Mas o que fazia a mulher? Como já disse, benzia dinheiro. Era assim o procedimento: a pessoa trazia o dinheiro para a casa da benzedeira, à noite, dentro de um envelope fechado. Pela manhã, podia buscar o valor milagrosamente dobrado. Se se deixava, por exemplo, uma nota de 10, no dia seguinte havia duas notas de mesmo valor. A reza era braba mesmo! Pelo serviço a benzedeira pedia apenas uma ajuda voluntária para as obras sociais que dizia manter.
Como todo bom mineiro “só acredita na fumaça depois que vê o fogo”, foram os meus conterrâneos deixando o dinheirinho aos poucos. Todo dia arriscavam apenas um pouquinho. Ninguém tinha coragem de deixar quantia grande. Mas, dia após dia, a fama da mulher, que com certeza tinha um bom capital de giro, foi aumentando. E o poder sobrenatural daquela criatura foi sendo confirmado pelos que almejavam ganhar a vida fácil. Era só deixar o dinheiro e buscar o lucro no dia seguinte. Acredito que até os gerentes dos bancos e os agiotas começaram a ficar preocupados com a concorrência desleal. Todos sabiam ser impossível competir com a danada, mas abertamente ninguém falava da atividade ilícita na cidade. O boato corria silenciosamente, na base da amizade e do segredo. Muitos se apressavam para se dar bem.
Quando já tinha ganhado a confiança na praça, a vilã não titubeou. Armou o golpe de misericórdia. Começou a benzer também jóias. Essas é que poderiam enriquecer as pessoas de vez. Aí, virou uma festa. Ninguém mais duvidava. A mulher tinha mesmo super poderes. Gente que andava perdendo dinheiro e desanimada com os negócios começou a ver muita luz no fim do túnel. Era só ter uma jóia benzida que os negócios iam prá frente.
E assim muitos passaram a recorrer aos prodígios daquela “boa” mulher, que em troca dos serviços pedia apenas uma pequena contribuição. De um modo geral os valores morais e éticos tão significativos nas pequenas comunidades desapareceram naquele momento de euforia.

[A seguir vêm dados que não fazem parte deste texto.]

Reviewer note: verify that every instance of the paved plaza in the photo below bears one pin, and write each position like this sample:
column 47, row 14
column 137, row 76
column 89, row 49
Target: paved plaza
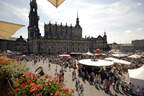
column 89, row 90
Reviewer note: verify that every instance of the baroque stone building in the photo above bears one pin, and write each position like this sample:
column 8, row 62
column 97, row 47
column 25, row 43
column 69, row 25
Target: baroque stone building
column 60, row 38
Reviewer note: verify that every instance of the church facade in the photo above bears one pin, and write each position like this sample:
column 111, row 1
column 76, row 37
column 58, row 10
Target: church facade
column 60, row 38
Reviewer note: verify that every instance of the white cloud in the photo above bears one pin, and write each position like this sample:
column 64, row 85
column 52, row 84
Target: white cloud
column 21, row 13
column 139, row 4
column 128, row 31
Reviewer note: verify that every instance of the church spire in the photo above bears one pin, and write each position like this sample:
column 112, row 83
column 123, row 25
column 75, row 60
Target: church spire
column 33, row 28
column 77, row 20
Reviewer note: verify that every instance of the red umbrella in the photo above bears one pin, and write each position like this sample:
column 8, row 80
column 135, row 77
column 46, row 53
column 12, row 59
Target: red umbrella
column 69, row 57
column 97, row 50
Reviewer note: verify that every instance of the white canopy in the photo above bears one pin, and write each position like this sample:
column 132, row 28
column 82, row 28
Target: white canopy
column 119, row 55
column 61, row 55
column 134, row 56
column 115, row 60
column 99, row 62
column 137, row 76
column 88, row 53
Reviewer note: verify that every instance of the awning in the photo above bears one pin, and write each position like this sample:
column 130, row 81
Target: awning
column 115, row 60
column 7, row 29
column 98, row 62
column 56, row 3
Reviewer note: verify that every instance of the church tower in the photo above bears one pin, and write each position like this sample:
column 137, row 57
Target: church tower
column 77, row 34
column 33, row 29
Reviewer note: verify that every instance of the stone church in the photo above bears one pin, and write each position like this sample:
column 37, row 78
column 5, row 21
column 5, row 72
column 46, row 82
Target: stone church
column 60, row 38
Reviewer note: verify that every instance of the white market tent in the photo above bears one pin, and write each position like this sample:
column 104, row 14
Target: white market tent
column 137, row 76
column 88, row 53
column 115, row 60
column 62, row 55
column 99, row 62
column 134, row 56
column 119, row 55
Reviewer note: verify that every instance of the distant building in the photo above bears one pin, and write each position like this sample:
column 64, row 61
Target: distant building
column 138, row 44
column 60, row 38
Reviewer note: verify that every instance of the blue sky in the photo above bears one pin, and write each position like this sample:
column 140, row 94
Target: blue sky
column 123, row 20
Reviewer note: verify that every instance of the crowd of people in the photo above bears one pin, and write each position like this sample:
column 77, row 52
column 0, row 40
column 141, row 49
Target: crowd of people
column 103, row 78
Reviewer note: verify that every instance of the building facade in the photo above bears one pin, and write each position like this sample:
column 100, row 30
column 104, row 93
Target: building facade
column 60, row 38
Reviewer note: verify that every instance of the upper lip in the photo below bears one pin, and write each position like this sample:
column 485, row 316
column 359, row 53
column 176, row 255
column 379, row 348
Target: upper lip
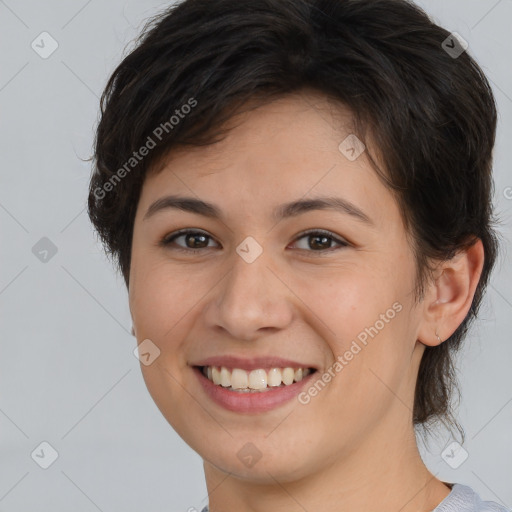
column 253, row 363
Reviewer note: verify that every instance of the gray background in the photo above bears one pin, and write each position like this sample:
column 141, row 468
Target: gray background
column 67, row 372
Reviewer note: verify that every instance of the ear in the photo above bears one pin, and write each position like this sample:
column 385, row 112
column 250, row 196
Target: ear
column 447, row 300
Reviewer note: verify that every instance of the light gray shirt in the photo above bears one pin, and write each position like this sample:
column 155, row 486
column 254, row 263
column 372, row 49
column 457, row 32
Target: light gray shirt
column 461, row 499
column 464, row 499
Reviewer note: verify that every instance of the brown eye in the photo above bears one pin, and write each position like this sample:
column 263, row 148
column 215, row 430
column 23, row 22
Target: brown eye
column 320, row 241
column 193, row 240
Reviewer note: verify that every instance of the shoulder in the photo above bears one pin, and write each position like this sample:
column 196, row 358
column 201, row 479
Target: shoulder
column 464, row 499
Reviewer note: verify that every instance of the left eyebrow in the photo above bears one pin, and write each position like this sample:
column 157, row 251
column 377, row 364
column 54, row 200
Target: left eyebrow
column 287, row 210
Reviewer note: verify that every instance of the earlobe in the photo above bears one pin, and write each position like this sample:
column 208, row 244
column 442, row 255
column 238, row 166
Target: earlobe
column 450, row 295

Gente boa, sorrateiramente, passou a acreditar no ganho fácil, sem trabalho árduo, desde que tivessem as suas riquezas abençoadas pela mulher.
Como toda farsa, aquela festa também teve um fim. Não sei de que forma a maldita benzedeira conseguiu, sem que as pessoas percebessem, acumular numa mesma noite tanto dinheiro e jóias para benzer. Só sei que na véspera do ocorrido houve grandes saques nos bancos da cidade. Muito dinheiro e jóia passou silenciosamente pela porta da casa da vigarista, todavia, sem a menor garantia. A confiança era tamanha que se tornou desnecessário qualquer documento.
Na manhã seguinte aconteceu o inesperado. Melhor dizendo, o mais do que esperado. A mulher anoiteceu e não amanheceu na cidade. Até hoje ninguém sabe do seu paradeiro. Dinheiro e jóias foram os seus únicos companheiros naquela viagem solitária de fuga noite adentro. Minto, não foram seus únicos companheiros, porque naquela mesma noite um caminhão também havia sido deixado na porta da maldita com as chaves e o documento para receber a reza. Diziam, “mode” melhorar os negócios.
Alguns indignados, e até hoje desconcertados por terem caído no golpe, contam ressentidos terem levado todas as suas economias para a benção especial e final. Outros, silenciosos e envergonhados amargaram o prejuízo, mas juram nunca ter ocorrido tal fato na cidade. Não têm a coragem de reconhecer publicamente o maldito golpe do qual foram vítimas. Foi muito triste aquele fatídico dia na cidade. Aos prejudicados só restaram os suspiros e as pragas que rogaram para a maldita benzedeira que desapareceu na calada da noite.
E quem nunca caiu em conto de vigarista que invente outra!